Better late than never? Schröder’s Russian ties become a hot topic in the German elections

17.08.2017 – Leo Mausbach

Ex-chancellor Gerhard Schröder’s connections to Putin’s Russia are becoming a serious problem for the German social democrats, who are struggling in the end game of the election campaign. Not many are convinced by Martin Schulz’ claim that Schröder’s engagement in a Russian state-owned company was a private issue.

Gerhard Schröder has been nominated by the Kremlin to become a board member of Rosneft, Russia’s main state-owned oil company and a substantial part of Putin’s system of power. Rosneft is also the target of sanctions against Russian companies that were imposed by the European Union after the annexation of Crimea.

The friendly personal ties to Vladimir Putin stem from Schröder’s years as German chancellor. Right after he lost the elections to Angela Merkel in 2005, Gerhard Schröder became board member of the Russian-German Nord Stream consortium. As chancellor, he had promoted the pipeline project himself and he later became involved in its expansion NordStream 2 as well. This way, Schröder has been affiliated with Russian companies for the past twelve years.

Since Schröder’s plans to join Rosneft became public, a wave of criticism hit the former chancellor from all sides. The green “taz” discerns “an incredible lack of principle” [1] and anticipates a “catastrophe for the SPD”, the German social democratic party.
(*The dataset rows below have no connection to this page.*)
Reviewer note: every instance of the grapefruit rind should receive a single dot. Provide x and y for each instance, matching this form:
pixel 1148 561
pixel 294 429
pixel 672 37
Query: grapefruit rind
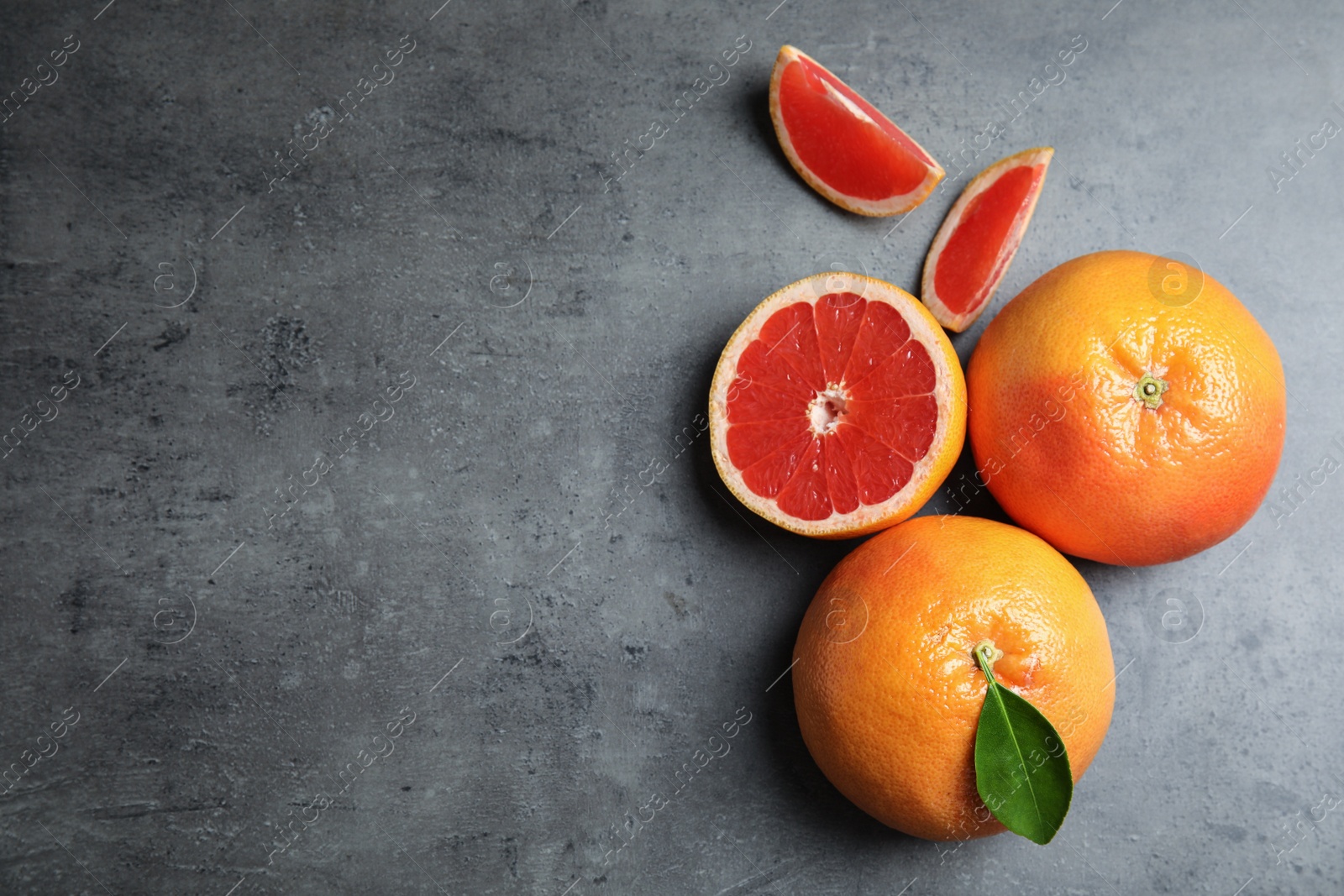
pixel 874 208
pixel 949 392
pixel 954 322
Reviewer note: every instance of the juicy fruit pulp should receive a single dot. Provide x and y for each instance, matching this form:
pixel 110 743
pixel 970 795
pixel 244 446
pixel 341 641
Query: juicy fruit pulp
pixel 844 140
pixel 967 268
pixel 980 235
pixel 832 406
pixel 842 145
pixel 837 407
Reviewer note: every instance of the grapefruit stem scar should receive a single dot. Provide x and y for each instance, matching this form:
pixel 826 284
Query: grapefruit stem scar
pixel 1149 391
pixel 988 654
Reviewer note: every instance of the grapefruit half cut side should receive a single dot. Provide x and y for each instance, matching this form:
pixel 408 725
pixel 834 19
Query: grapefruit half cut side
pixel 980 235
pixel 844 148
pixel 837 406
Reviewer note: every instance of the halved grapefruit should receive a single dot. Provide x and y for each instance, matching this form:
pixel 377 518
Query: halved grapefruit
pixel 980 235
pixel 844 148
pixel 837 407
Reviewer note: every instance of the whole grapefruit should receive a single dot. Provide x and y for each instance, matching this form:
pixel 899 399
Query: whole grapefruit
pixel 1126 409
pixel 886 683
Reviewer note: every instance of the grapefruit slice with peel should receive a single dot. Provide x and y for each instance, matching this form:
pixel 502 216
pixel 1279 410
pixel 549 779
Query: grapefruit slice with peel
pixel 980 235
pixel 844 148
pixel 837 406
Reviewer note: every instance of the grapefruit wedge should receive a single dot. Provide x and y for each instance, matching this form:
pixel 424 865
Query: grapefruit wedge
pixel 980 235
pixel 844 148
pixel 837 406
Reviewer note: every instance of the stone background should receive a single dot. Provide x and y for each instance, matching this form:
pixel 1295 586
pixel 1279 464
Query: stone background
pixel 468 567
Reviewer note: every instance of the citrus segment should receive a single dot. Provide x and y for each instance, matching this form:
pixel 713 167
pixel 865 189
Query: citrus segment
pixel 837 412
pixel 842 145
pixel 980 235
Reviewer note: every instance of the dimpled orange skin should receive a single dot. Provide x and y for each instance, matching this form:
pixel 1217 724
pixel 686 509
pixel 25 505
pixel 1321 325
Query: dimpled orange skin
pixel 1072 454
pixel 886 685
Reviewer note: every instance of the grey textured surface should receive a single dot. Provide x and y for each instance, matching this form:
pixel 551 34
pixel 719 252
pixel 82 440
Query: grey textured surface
pixel 559 336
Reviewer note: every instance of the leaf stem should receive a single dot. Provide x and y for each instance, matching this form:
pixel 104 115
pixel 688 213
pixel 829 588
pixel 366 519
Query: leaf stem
pixel 987 654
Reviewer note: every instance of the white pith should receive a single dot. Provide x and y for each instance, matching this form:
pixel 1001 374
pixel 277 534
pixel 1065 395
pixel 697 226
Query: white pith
pixel 924 329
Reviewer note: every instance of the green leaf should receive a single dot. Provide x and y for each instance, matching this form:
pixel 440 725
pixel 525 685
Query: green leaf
pixel 1021 766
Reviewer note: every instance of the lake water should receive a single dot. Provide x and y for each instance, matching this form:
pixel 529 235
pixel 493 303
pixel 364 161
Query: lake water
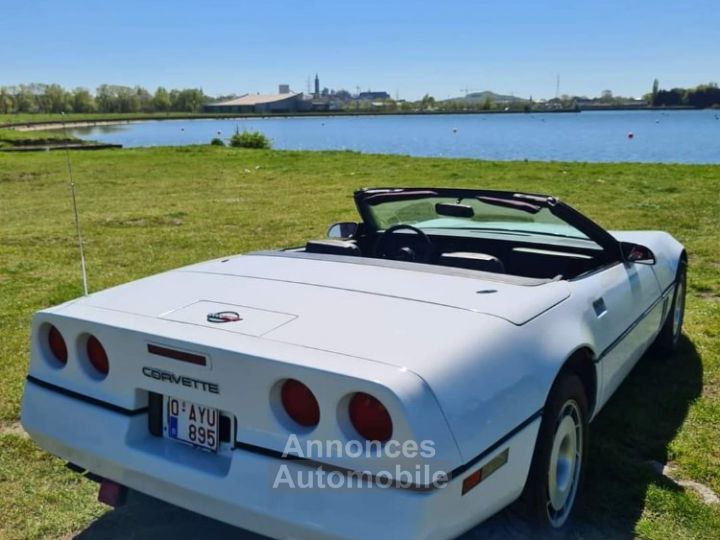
pixel 657 136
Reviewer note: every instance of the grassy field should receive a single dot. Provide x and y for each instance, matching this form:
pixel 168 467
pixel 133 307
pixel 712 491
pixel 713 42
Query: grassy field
pixel 148 210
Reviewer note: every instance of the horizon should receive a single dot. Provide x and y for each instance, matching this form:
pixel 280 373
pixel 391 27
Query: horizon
pixel 517 50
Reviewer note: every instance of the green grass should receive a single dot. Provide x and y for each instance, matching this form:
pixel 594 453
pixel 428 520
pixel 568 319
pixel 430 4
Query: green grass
pixel 148 210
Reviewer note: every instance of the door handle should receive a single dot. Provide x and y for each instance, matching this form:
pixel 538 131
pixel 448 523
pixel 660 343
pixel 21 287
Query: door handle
pixel 599 307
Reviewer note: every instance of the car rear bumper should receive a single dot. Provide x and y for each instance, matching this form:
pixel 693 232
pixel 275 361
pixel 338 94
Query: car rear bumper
pixel 237 486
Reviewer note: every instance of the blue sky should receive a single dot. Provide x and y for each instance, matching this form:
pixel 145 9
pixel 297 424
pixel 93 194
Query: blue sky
pixel 409 47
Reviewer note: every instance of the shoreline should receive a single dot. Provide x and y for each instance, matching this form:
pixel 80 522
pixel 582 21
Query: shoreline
pixel 112 119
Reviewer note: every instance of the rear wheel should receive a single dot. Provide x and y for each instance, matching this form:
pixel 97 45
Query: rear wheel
pixel 558 463
pixel 668 339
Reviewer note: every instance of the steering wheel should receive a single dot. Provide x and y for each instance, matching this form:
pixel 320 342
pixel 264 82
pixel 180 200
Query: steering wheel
pixel 388 245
The country’s main tabloid, the “BILD”, labels Schröder’s behavior as “unpatriotic” [2], while the conservative “Frankfurter Allgemeine Zeitung” calls it a „disgrace“ [3]. The influential Berlin newspaper “Der Tagesspiegel” urges the social democrats to dissociate themselves from their former chairman [4]. Even the left-liberal “Süddeutsche Zeitung”, traditionally close to the SPD, depicts the former chancellor as the Kremlin’s “lever” on German and European politics and calls for the social democrats to break up with Schröder [5].

The SPD’s candidate for chancellor Martin Schulz already distanced himself, reassuring that he “wouldn’t do that”, but simultaneously claiming that the move was a private decision made by Gerhard Schröder [6]. The scandal hurts the social democrats especially, since Gerhard Schröder had only recently returned to the political stage to publicly support Schulz’ electoral campaign. The public pressure on the social democrats is still growing.

Schröder himself, however, shows no understanding for the public criticism and instead sees a conspiracy at work. In his eyes, the attacks are only a means to help Angela Merkel win the elections. Regardless of the accusations, he announced to continue running for Rosneft’s board.


[1] Schulte, Ulrich: “Putins gekaufter Einfluss”. TAZ, August 16, 2017.

[2] Reichelt, Julian: „Unpatriotisch“. BILD, August 16, 2017.

[3] Kohler, Berthold: „In Putins Diensten“. Frankfurter Allgemeine Zeitung, August 16, 2017.

[4] Sauerbrey, Anna: „Weder ‚Privatsache‘ noch ‚Privatwirtschaft‘“. Der Tagesspiegel, August 15, 2017.

[5] Hans, Julian: “Kanzler als Hebel“. Süddeutsche Zeitung, August 15, 2017.

[6] Martin Schulz, on facebook. August 15, 2017:

[7] Zeit-Online, “Schröder verteidigt seine Rosneft-Ambitionen”. August 17, 2017.